Isolados, mas não separados

Tipo Crônica

Durante os bombardeios, nas guerras convencionais, as pessoas inocentes escutam dentro de casa os estrondos das bombas, sem saber onde a próxima cairá. Angustiadas, elas gritam, oram, enlouquecem e não podem fazer nada. Passados os ataques, restam milhares de mortos, cemitérios a céu aberto, ruínas, ruas desérticas, focos de incêndio, desolação.

As investidas da Covid-19 contra a humanidade têm ares de bombardeamento, mas com características inversas. Não existem artefatos lançados, estrondos, escolha entre alvos civis ou militares, gritos de horror, nem prédios em escombros. O que pode ser comparado a uma guerra é a destruição massiva de corpos e os estragos psicológicos nas mentes afetadas pela tragédia.

Os ataques do coronavírus são silenciosos, invisíveis e, simultaneamente, causa, acontecimento e consequência. As vítimas dessa infecção saem direto do leito de morte para o sepultamento, em uma acentuada alteração nos rituais fúnebres. Devido ao risco de contaminação, não dá para fazer velório, cortejo, celebração de despedida. Somente os coveiros, de máscaras e álcool em gel nas mãos, guardam a imagem do túmulo.

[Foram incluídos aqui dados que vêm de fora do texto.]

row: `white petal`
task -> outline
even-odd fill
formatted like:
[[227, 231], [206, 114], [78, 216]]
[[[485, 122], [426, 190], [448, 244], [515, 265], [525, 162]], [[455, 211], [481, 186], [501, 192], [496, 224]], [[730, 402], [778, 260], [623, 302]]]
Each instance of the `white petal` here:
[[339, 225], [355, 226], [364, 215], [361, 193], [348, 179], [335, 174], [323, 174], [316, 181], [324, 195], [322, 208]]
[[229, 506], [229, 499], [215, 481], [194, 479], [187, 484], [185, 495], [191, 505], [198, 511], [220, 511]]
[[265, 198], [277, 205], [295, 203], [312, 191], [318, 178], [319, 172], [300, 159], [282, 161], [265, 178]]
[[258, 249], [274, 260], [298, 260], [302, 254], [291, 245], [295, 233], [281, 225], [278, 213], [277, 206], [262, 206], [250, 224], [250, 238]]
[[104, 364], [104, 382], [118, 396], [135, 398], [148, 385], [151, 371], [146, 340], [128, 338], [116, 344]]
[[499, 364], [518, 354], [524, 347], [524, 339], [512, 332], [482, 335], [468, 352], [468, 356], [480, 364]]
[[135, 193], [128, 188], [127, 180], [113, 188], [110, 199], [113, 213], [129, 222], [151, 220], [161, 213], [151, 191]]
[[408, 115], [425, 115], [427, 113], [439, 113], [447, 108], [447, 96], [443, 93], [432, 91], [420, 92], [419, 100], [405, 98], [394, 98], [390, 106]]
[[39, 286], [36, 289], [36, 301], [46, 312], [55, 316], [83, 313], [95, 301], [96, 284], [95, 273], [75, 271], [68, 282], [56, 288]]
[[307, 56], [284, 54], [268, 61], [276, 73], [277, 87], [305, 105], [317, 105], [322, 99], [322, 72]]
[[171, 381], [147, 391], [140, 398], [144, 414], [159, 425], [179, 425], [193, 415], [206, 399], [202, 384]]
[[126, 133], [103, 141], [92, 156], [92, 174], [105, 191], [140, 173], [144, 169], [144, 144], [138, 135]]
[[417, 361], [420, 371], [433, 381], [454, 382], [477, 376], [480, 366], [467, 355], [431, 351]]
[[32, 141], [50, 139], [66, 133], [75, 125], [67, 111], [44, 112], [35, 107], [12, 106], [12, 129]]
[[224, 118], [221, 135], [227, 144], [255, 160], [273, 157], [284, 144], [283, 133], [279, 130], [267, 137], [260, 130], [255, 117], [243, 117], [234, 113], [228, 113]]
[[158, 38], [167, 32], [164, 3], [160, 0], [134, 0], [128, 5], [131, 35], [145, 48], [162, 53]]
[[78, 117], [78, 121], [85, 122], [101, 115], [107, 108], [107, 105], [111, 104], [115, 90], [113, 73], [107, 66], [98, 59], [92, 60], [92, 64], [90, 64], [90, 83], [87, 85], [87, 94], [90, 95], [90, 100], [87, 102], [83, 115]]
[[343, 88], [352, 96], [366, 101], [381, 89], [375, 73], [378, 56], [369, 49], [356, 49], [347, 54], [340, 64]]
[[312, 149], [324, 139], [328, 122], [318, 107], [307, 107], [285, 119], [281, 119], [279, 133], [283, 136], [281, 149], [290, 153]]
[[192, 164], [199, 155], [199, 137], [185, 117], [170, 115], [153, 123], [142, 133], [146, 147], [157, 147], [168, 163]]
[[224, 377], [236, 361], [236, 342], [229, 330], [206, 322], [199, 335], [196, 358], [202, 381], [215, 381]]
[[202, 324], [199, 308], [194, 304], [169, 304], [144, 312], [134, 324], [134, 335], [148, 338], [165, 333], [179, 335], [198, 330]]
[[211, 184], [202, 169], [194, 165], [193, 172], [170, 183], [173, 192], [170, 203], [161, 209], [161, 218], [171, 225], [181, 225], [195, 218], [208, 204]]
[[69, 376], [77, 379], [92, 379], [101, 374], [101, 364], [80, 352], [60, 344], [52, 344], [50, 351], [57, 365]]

A ausência do choro coletivo, comum nos encontros de adeus aos mortos, leva muitas pessoas de todas as camadas sociais a, mesmo aturdidas com o que está se passando, não se darem conta do tamanho do problema. Exceto quando alguém próximo entra em óbito. Essa dificuldade de compreensão acaba sendo aproveitada pela má-fé de alguns que apostam na negação dos fatos como tática de preservação de atuais e decadentes modos de vida.

Por colocar em xeque as racionalidades técnicas, científicas, econômicas e políticas, a pandemia do coronavírus é facilmente utilizada para confundir o jeito particular com que as pessoas se percebem diante da situação. Os atos voltados para dificultar o discernimento e impedir a tomada de consciência do que se passa têm conotação criminosa, haja vista que conduzem o senso comum à opção esquizoide pelo suicídio em massa.

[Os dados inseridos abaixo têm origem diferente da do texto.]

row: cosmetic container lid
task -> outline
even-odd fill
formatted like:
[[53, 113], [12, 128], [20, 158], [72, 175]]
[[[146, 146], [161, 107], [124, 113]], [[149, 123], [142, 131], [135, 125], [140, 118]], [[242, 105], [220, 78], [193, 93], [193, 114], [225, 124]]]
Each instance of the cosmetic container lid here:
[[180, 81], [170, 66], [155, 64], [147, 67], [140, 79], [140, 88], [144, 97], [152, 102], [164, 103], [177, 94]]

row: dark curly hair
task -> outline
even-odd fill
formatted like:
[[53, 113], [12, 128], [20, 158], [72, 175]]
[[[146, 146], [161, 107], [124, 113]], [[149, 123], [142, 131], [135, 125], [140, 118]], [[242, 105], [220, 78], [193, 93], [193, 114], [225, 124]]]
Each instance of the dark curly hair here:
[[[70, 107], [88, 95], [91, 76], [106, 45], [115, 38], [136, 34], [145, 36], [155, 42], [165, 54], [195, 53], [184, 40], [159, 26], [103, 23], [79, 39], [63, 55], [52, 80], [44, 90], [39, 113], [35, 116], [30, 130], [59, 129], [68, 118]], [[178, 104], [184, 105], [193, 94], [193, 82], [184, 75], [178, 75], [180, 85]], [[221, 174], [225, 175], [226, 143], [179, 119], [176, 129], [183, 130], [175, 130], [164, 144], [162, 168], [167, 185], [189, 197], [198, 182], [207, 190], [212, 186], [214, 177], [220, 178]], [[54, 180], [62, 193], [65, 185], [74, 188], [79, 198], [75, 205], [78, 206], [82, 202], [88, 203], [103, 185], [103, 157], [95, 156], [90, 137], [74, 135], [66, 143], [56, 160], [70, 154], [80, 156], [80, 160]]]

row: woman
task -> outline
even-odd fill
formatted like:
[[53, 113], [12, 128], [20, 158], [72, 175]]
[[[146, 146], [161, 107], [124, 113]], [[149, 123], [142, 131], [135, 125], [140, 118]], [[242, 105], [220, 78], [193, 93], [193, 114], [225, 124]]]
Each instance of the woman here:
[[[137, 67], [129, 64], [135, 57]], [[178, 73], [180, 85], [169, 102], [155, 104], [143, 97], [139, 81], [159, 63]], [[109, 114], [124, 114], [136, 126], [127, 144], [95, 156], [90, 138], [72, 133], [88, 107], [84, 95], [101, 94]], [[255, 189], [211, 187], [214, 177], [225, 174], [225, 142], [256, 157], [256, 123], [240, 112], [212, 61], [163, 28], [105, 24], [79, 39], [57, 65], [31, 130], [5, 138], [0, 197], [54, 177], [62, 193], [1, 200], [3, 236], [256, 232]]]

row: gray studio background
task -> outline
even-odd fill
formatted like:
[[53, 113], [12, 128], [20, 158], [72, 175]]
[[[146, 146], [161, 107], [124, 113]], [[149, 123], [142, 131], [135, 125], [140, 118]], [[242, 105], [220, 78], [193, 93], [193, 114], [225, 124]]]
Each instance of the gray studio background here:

A Covid-19 força a experiência de uma ruptura relacional pelo distanciamento físico dos semelhantes, porém isso não significa ocultar-se da própria espécie. Isolados, mas não separados, podemos enfrentar essa guerra sem forçar os limites dos hospitais e dos serviços funerários. Diferentemente dos discursos contra a quarentena e a favor do relaxamento dos cuidados recomendados para evitar a transmissão do vírus, a sociedade necessita de prudência para não chegar ao desespero.

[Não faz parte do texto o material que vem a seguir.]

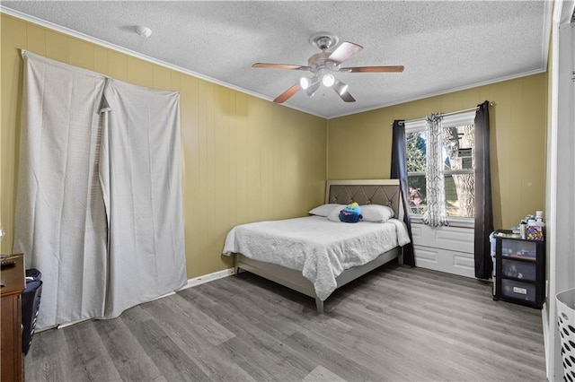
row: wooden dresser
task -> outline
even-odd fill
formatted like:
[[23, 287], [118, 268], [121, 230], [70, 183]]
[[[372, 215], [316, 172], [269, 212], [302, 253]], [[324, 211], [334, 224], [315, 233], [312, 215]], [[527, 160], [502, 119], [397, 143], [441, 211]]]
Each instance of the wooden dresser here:
[[23, 381], [22, 352], [22, 291], [26, 287], [26, 273], [22, 255], [13, 255], [4, 261], [15, 261], [14, 266], [2, 269], [0, 279], [2, 306], [0, 307], [0, 379]]

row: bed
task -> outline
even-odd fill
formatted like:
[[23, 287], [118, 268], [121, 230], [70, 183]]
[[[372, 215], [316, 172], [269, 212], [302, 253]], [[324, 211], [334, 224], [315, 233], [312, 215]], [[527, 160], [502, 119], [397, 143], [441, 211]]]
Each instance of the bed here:
[[[345, 223], [334, 218], [341, 205], [352, 202], [364, 214], [377, 211], [369, 213], [376, 219]], [[323, 314], [323, 301], [337, 288], [402, 261], [402, 247], [410, 240], [400, 202], [396, 179], [330, 180], [325, 204], [318, 206], [322, 213], [234, 227], [223, 254], [235, 256], [236, 273], [248, 271], [315, 299], [317, 314]], [[379, 221], [380, 211], [390, 209], [394, 218]]]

A bem da verdade, o grande inimigo dessa provação que abala o mundo não é o vírus, somos nós, os humanos. Estamos diante de um fenômeno de visão equivocada de mundo. A concentração desmedida de riqueza, a explosão demográfica, o consumismo e o descaso para com o ecossistema tornaram o ser humano um vírus para a Terra. É bom lembrar que todos os seres vivos são compostos uns dos outros e que o mundo é feito de migrantes.

As aglomerações facilitam o deslocamento da Covid-19. É natural que os vírus não queiram desaparecer. Assim como as migrações humanas buscam os lugares prósperos para viver, os vírus migram procurando espécies vencedoras na seleção natural. É provável que estejam enganados nesse julgamento de valor. De toda sorte, o novo coronavírus está abrindo para nós uma página complexa do livro da existência. Seremos capazes de entender a mensagem?